Electrical and Electronics Repairers, Commercial and Industrial Equipment typically enter the field through a formal apprenticeship, technical certification, or vocational training program — a strong fit for teens who prefer hands-on learning over traditional college. For parents helping a teen prepare, the highest-leverage step before junior year is identifying colleges and programs that feed reliably into this occupation — Solyo's college search lets parents filter by major and admissions data side by side.

Actual education levels of working electrical and electronics repairers, commercial and industrial equipment

Based on O*NET surveys of incumbents — what people in this job actually have, not what employers list as required.

Associate's degree
45.7%
Post-secondary certificate
32.3%
High school diploma
22.0%

Related careers your child might also consider

How parents help teens explore careers like this

Solyo helps parents map a teen's interests to specific careers, then back to the colleges and majors that lead there. Salary, outlook, and education data come from BLS and O*NET — the same sources high school counselors use — but presented for the parent's planning lens, not the student's exploration view.

Common questions parents ask about electrical and electronics repairers, commercial and industrial equipment

What is the median salary for electrical and electronics repairers, commercial and industrial equipment?

The median annual salary for electrical and electronics repairers, commercial and industrial equipment is $71,300 according to the latest Bureau of Labor Statistics data.

Is electrical and electronics repairers, commercial and industrial equipment a growing career?

BLS projects -0.8% growth for electrical and electronics repairers, commercial and industrial equipment from 2024 through 2034, which is declining growth projected to lose jobs through 2034.

What education does my child need to become electrical and electronics repairers, commercial and industrial equipment?

The typical entry path requires an apprenticeship, technical certification, or postsecondary training, plus any state licensure or certification specific to the role. Programs that align well with this career can be filtered inside Solyo's college search.

What careers are similar to electrical and electronics repairers, commercial and industrial equipment?

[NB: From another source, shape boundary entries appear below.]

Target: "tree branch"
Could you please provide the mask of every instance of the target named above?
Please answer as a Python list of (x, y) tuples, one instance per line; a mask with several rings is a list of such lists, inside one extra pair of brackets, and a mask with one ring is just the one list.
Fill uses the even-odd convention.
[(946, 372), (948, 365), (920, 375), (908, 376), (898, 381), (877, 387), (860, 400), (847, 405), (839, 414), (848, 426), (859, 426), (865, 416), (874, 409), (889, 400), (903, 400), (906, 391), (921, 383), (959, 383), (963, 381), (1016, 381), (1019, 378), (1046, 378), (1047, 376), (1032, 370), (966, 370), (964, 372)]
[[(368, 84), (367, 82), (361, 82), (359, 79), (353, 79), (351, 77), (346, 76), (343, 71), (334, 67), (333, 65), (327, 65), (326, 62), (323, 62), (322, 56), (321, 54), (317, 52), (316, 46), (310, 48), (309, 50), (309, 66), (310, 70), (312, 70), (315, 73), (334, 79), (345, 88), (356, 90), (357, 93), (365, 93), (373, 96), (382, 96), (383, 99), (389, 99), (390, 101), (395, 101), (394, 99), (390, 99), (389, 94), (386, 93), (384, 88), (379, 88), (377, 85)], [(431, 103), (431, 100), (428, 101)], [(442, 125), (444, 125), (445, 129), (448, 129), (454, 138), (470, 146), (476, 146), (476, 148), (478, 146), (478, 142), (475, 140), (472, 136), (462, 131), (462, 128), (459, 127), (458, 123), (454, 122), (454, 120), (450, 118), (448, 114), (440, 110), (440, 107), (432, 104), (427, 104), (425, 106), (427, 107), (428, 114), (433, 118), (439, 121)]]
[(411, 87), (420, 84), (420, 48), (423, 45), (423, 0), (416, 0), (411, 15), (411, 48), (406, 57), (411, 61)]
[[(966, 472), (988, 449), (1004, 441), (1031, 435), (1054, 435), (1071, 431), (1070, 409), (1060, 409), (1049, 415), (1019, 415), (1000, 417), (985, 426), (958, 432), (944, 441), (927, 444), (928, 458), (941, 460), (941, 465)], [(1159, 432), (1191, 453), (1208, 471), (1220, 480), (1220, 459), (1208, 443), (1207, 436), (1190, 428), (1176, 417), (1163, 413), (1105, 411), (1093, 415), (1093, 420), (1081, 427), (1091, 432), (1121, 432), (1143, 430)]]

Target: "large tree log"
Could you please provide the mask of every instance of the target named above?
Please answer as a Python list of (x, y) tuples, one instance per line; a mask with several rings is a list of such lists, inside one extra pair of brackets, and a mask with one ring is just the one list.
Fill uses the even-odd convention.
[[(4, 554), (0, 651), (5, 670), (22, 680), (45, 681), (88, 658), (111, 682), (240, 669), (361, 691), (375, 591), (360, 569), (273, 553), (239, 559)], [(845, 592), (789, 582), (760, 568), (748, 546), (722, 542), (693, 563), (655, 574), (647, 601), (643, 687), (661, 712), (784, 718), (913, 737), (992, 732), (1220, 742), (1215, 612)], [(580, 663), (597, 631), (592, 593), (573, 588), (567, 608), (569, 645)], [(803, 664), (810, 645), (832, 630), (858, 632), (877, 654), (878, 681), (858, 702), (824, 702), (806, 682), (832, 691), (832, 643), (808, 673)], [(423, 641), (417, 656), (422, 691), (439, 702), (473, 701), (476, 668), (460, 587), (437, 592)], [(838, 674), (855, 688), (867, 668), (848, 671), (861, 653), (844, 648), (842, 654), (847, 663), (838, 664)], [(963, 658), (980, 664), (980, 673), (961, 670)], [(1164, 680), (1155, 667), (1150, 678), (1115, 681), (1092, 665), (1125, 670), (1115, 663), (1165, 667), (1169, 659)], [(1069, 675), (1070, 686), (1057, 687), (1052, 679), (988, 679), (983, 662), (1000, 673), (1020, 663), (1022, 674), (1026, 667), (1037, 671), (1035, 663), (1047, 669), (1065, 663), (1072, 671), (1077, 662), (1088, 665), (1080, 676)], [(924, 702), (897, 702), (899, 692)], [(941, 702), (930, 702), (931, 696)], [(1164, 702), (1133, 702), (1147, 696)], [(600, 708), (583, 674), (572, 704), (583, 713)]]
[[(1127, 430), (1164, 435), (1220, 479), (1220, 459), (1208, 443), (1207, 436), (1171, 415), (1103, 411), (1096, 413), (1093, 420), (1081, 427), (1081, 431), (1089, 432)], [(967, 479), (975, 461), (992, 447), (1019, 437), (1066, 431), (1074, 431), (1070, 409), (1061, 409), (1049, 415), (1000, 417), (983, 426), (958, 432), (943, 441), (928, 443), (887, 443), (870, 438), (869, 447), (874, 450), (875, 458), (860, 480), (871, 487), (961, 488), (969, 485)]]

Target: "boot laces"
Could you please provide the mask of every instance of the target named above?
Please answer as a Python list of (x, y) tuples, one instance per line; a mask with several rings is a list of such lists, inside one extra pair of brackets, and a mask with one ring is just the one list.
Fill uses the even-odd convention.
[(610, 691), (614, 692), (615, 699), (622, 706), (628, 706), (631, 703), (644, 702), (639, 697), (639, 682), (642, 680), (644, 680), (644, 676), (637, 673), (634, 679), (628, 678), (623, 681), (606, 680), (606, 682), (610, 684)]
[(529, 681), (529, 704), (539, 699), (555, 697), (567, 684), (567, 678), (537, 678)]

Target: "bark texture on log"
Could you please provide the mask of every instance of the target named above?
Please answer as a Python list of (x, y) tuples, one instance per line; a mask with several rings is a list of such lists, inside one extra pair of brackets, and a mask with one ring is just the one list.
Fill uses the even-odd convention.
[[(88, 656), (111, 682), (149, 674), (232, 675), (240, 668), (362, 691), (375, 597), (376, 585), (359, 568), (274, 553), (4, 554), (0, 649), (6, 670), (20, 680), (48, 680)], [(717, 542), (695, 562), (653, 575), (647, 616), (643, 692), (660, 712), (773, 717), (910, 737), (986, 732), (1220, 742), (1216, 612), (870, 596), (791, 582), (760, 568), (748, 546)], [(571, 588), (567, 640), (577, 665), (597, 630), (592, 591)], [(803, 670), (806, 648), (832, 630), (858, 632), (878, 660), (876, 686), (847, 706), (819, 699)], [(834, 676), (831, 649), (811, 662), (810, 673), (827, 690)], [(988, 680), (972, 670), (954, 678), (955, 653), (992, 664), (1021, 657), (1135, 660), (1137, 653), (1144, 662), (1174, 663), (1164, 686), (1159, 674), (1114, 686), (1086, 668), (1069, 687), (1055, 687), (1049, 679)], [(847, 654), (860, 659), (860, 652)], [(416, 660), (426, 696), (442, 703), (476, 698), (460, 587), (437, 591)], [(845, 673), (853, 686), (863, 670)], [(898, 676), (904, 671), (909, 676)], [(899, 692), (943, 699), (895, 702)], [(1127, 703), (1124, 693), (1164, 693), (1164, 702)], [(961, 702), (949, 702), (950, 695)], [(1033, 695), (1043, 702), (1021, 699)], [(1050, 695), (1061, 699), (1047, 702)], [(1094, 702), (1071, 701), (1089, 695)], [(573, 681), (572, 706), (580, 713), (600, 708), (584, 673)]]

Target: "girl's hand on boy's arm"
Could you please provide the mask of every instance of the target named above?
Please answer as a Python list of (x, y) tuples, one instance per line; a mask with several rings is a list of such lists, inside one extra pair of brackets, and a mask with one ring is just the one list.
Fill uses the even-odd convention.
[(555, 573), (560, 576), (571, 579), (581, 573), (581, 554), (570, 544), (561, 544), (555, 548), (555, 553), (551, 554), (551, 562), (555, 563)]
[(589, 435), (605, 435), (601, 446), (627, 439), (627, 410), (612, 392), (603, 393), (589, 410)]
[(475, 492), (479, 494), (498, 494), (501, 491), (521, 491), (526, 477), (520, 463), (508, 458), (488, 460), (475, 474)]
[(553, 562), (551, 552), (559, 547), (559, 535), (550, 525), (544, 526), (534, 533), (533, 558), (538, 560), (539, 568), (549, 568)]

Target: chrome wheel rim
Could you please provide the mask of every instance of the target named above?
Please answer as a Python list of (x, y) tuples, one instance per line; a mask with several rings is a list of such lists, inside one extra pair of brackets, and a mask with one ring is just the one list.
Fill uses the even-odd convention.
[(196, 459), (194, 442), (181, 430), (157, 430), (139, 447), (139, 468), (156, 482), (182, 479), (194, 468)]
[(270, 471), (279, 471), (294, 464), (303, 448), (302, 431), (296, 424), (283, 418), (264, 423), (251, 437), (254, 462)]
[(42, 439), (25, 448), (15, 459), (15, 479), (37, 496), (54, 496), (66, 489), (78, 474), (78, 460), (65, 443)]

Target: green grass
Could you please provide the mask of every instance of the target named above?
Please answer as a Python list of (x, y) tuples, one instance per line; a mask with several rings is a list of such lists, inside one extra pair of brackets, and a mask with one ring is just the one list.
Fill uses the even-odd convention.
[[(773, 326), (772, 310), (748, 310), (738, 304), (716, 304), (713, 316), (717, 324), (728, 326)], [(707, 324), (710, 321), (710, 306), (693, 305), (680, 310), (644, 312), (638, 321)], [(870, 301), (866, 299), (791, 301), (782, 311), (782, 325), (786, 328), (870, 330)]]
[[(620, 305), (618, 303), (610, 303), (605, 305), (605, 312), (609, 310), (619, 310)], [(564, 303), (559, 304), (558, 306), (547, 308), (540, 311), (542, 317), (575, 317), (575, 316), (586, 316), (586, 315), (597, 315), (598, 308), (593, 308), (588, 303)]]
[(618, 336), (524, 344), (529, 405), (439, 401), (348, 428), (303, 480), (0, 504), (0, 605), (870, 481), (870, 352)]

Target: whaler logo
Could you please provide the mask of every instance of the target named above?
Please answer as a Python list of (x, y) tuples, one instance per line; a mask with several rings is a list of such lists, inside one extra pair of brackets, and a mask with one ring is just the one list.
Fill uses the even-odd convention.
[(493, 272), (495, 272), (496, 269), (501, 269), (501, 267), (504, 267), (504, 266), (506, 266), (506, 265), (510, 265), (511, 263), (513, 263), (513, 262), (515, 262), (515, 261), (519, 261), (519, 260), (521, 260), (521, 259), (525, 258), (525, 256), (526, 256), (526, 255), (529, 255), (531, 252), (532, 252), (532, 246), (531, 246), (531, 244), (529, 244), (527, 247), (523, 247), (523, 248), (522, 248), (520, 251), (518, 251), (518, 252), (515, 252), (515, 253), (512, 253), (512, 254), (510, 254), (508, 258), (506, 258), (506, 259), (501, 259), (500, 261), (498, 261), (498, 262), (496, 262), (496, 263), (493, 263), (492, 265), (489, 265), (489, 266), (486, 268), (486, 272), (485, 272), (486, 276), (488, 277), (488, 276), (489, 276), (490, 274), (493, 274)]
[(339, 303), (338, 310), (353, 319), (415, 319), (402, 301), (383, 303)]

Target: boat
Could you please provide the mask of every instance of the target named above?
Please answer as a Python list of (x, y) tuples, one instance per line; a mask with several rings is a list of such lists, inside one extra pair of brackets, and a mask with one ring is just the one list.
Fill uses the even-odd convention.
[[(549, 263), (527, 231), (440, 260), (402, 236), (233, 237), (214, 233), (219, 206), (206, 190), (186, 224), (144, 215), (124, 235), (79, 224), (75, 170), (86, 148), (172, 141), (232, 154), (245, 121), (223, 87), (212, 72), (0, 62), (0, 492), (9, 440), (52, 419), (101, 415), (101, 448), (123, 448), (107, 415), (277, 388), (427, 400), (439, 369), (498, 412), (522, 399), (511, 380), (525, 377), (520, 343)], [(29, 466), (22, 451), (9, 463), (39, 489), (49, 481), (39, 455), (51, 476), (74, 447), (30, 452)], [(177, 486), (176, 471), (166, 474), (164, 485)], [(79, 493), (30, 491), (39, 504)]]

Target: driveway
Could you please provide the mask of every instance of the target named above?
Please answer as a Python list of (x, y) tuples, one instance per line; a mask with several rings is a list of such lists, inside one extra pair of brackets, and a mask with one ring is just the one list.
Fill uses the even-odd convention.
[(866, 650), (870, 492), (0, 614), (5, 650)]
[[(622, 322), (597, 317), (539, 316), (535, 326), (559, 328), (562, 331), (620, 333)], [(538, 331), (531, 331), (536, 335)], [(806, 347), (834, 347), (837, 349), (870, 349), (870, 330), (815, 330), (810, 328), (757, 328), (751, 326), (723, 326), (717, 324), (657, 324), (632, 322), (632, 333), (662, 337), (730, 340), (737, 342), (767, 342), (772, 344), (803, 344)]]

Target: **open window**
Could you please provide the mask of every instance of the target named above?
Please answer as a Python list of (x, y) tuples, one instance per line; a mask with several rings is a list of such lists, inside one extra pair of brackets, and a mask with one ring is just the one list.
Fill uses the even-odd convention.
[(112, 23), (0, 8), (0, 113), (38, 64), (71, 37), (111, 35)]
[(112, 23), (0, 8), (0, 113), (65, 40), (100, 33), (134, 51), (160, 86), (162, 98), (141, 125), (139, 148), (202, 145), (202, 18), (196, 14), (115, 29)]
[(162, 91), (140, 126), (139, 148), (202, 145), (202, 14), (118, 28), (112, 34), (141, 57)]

Related occupations within the Installation, Maintenance, and Repair category share education paths and skill profiles, so they're a useful starting set when a teen is uncertain. The "Related careers" section below lists nearby options.

Salary data sourced from the U.S. Bureau of Labor Statistics Occupational Employment Statistics program. Skills, tasks, and education distribution from the O*NET database. Job outlook from the BLS Employment Projections 2024–2034 release.